State v. Peter Ballos, 230 Wis.2d 495, 602 N.W.2d 117 (Ct. App. 1999)
For Ballos: Robert N. Myeroff

Issue/Holding:

¶12. Wisconsin case law has not yet clarified whether, or on what basis, 911 calls, tapes, or transcripts may be admissible. Although the precise analysis may vary from case to case or even from call to call depending on the specific facts and circumstances, we see several avenues of admissibility for 911 evidence, all of which allow for the admission of the 911 evidence in this case.

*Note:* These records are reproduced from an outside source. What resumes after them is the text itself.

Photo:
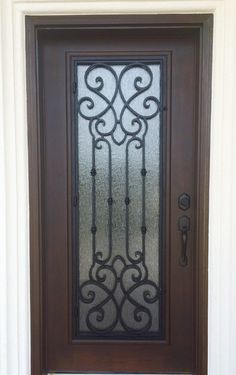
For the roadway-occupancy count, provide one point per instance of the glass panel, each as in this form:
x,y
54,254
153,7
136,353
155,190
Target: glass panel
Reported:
x,y
117,272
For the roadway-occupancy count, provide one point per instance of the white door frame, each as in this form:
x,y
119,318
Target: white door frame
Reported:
x,y
14,195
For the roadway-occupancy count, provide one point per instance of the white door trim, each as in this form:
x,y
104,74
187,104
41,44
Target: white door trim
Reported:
x,y
14,201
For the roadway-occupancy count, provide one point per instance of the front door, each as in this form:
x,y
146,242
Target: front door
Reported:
x,y
118,124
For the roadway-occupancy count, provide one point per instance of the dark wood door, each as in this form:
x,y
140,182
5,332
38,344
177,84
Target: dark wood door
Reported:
x,y
118,116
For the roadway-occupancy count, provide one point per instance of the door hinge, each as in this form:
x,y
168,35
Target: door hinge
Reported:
x,y
74,87
76,311
75,200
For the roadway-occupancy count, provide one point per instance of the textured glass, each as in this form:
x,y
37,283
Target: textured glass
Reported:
x,y
117,279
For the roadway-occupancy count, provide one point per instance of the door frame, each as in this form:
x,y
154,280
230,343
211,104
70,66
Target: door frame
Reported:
x,y
204,24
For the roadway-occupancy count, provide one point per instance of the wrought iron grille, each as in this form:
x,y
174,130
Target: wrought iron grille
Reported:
x,y
117,264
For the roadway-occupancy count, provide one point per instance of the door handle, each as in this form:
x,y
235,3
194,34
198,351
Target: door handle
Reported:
x,y
184,228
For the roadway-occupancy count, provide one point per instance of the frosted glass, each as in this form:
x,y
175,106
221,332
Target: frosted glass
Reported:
x,y
118,276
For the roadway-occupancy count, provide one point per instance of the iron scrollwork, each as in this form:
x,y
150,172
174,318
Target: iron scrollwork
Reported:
x,y
128,273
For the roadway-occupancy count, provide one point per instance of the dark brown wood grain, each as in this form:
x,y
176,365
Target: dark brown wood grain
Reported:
x,y
50,42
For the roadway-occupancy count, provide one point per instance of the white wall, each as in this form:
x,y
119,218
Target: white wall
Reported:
x,y
14,221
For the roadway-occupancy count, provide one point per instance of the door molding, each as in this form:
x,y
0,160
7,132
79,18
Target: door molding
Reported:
x,y
203,23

The court proceeds to ground admissibility of the statements themselves under various alternative hearsay exceptions – present sense impression (¶13), excited utterance (¶¶14-15), statement of recent perception (¶16); and the transcripts of the calls under the record of regularly recorded activity rule (¶19). The kitchen-sink quality to the court’s discussion may make it difficult to mount a successful hearsay challenge to any given 911 call. The various rationales by the court — present sense impression (“the 911 callers were describing the events they were perceiving or had just observed”); excited utterance (“suddenly seeing a building on fire is a startling event”); statement of recent perception (statement not instigated by another, describing recently perceived event, made in apparent good faith) — will probably apply to most any 911 call / caller. And, apparently, transcripts of 911 calls seem to be admissible as a matter of law, under the “business records” exception (assuming, of course, that the statements they document satisfy a hearsay rule).